Jeszcze kilka słów o samym Asseco. To są prawdziwi złośliwcy. Gdy już wydaje się, że „teraz to już na pewno będą jedna z najsłabszych drużyn w lidze” oni zaskakują i raz po raz wchodzą do play-off. W tym sezonie postawili na skład całkowicie polski, co miało ich pogrzebać. Obecnie z bilansem 5-4 zajmują siódmą lokatę i łatwo jej nikomu nie oddadzą.
Robert Skibniewski jako weteran rozgrywania w PLK i co najważniejsze – Polak, nie może się opędzić od ofert. Wiadomo, że odejdzie z Anwilu Włocławek, ale jeszcze sam zawodnik nie wie gdzie. Na stole leżą oferty od Startu Lublin, Wilków Morskich Szczecin i Trefla Sopot. Najbardziej prawdopodobna wydaje się opcja szczecińska. W tej drużynie pierwsze skrzypce gra Rusell Robinson, któremu brakuje wartościowego zmiennika, bo takim nie okazał się Norbert Kulon – zresztą zgodnie z oczekiwaniami. Sam Kulon pewnie będzie szukał gry w I lidze zaś Skibniewski będzie miał szansę nie na zesłanie na koniec tabeli (Start Lublin) tylko realne szanse na walkę o play-off.

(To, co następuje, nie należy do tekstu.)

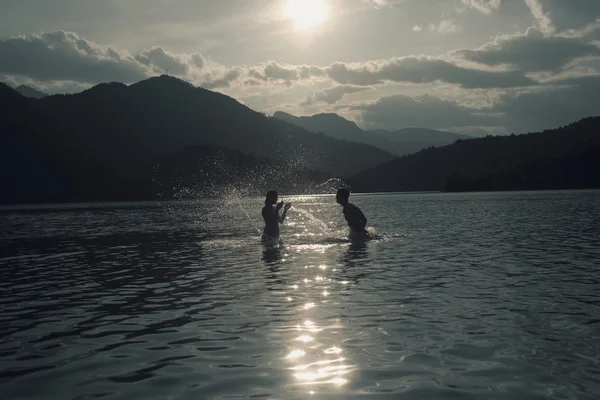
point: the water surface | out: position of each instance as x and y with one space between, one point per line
460 296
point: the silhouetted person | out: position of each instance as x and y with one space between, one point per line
354 217
272 217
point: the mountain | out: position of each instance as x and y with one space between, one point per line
402 142
467 160
578 171
110 137
330 124
30 92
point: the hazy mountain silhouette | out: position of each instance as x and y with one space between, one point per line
401 142
100 144
469 160
28 91
578 171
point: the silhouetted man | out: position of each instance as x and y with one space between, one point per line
354 217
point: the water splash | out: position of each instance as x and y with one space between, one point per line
314 219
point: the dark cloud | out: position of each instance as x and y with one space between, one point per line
567 101
65 56
400 111
361 76
224 82
485 6
531 51
331 95
426 70
572 14
555 105
158 58
275 71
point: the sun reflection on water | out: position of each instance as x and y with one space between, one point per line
315 355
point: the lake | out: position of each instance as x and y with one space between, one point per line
459 296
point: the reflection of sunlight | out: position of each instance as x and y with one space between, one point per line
333 350
305 338
315 358
296 354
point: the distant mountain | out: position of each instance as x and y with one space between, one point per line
402 142
108 138
579 171
30 92
468 161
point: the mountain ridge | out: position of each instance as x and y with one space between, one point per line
472 159
401 142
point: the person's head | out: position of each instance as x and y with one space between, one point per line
342 196
271 198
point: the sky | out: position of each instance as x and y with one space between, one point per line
469 66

Zawodnicy zmieniają kluby, kluby szukają nowych zawodników, trenerzy przychodzą i odchodzą, wszyscy patrzą na Stelmet, który zanotował już trzy porażki, co do niedawna było nie do pomyślenia. Tymczasem w Toruniu wprowadzają krok po kroku swój niecny plan. Sezon niby niedawno się rozpoczął a tu cichaczem Polski Cukier Toruń ma już bilans 9-0 i trzy zwycięstwa przewagi nad peletonem. Nikt nic o nich specjalnie nie mówił, każdy patrzył na innych rywali a tu niespodzianka. Zespół, który miał być słabszy niż rok temu i mieć problemy z większością rywali wygodnie rozsiadł się na fotelu lidera i przez najbliższych kilka kolejek będzie na nim siedział.